Oli Lowrie on: Demolition Shoreditch.
09 June 2011Walking through London is like walking through a canyon of sedimentary rock; you can see the different layers of cultural strata laid down over time. East London in particular, is a place flowing with culture. The beauty of Hackney is that these layers are from all over the world. Turkish, British, Jewish, Asian, Chinese, Industrial, Hippy, Rich, Poor, Grand and Scruffy all have their monuments on the pavements of the East End.
The anthropologist Marcel Mauss defined place as a “culture fossilized in time and space”. Hackney is a wonderful fossil to analyze. Its surface is littered and scarred with a thousand crystallized cultures. The decrepit Bishopsgate viaduct, that once served the largest industrial depot in London now snakes its way, not through the bags of coal and iron ore, but past Indian restaurants on Brick Lane and Hipster hangouts on Old street. Each time another society is accommodated into the body of Hackney, another layer of cultural skin is deposited on its pockmarked surface. The sheer variety of solidified cultural artifacts ensures that Hackney’s population, more so than most, is forced to interact socially.

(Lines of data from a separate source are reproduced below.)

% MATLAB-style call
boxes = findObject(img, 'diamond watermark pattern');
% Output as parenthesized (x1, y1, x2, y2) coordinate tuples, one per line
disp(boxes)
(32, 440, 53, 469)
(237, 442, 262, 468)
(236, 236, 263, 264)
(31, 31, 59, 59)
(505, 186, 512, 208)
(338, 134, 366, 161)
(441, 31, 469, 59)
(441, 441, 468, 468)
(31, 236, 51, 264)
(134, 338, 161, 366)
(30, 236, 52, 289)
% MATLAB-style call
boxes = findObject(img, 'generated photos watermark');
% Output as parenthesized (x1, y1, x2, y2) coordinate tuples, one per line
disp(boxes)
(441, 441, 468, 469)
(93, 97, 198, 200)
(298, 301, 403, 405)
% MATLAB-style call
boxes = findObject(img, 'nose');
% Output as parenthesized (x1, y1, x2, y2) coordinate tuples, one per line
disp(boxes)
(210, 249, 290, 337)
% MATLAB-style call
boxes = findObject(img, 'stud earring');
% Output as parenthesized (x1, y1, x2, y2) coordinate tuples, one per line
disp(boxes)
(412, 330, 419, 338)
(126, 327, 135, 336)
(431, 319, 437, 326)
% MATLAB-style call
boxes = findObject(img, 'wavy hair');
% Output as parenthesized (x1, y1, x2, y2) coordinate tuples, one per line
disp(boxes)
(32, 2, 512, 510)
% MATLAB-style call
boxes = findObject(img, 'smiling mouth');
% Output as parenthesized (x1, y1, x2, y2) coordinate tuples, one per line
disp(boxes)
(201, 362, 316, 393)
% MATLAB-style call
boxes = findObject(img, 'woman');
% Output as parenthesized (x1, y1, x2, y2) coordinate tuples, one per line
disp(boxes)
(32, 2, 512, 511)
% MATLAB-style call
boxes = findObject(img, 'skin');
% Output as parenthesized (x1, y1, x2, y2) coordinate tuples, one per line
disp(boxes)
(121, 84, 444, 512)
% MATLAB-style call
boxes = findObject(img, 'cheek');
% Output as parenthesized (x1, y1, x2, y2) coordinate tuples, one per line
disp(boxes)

However, there is an incoming tide that is washing this sediment away. The dam was burst when Spitalfields market was ‘redeveloped’. The dimly lit chaos of Dickensian Dens were illuminated by the neon lights of La Senza. From their encampment in the city, globalized legs have strode into East London; feet crushing fragile cultural sandcastles. The development that has sprung up around the East End represents the qualities of global consumer brands. It is repetitive, poor quality and mass produced.
It is the society that inhabits these spaces that will suffer. These tower block developments meet the ground badly. They are gated, inward looking. They separate us into identikit little flats elevated above the streets. Many of them have a Tesco local at the ground floor with flats above. There is no public space. Society cannot interact in the sterile CCTV atmosphere of an over-lit shop floor. We cannot establish our identity in environments that carry the branding of the global highstreet. And if we are unable to make our mark on the environment in which we live, if different cultures are not able to come together and line up their landmarks side by side, then the cultures of London will never integrate.
Bold Creative contributor: Oli Lowrie, local architect
Why we listen…
Re-development plans within the community can prove positive, if they are approached in the right way. Bold Creative worked on a consultation with young people to decide how to make best use out of a recreational area in their community. Local youth were involved through every stage of the project and the developers considered their input and ideas in their final re-development plans.
M.L
1 Comment
I’ve lived in Bethnal green for the best part of 27 years. I remember when the shop All Saints was Ghandi’s cash and carry. I remember when the Sunday market used to go up both sides of Bethnal green road from Brick Lane but the new developers of the Tea building stopped people setting up outside “their” building. And what is it that they do in there anyway? Doesn’t seem like a welcoming place for people like me. And let’s not forget the private members’ club Shoreditch House on the same road. They don’t seem to do much for integration or offer many amenities to the local community.
Jago Action Group objects to the plans because the “TOWER BLOCK is completely out of keeping with the current scale” and “There is ZERO affordable housing proposed on the Huntingdon Estate”.
All the buildings around Arnold Circus, which will now be in the shadows of this building, were completely out of keeping with the slums that were there before and the old residents couldn’t afford to live there even thou it was meant to be the first social housing development. And how many of them are affordable now?
People in that area have never integrated. I hardly see people coming out of the mosque on Brick lane and pop down to one of the bars or vice versa. Walk down brick lane and the ‘Asian’ part abruptly stops and the ‘white’ part starts.
I don’t oppose this development. There hasn’t been much for me to do, or anything I can afford, in that area for some time. It’s full of rich people that moved there 10 years ago complaining about richer people moving in and changing it while forgetting about the time they moved in there and how the locals used to complain about them changing the area. Now they are complaining because the area isn’t like what it was when they moved there 10 years ago. And the cycle continues.
And that Rich Mix place is a joke. Complete waste of tax money.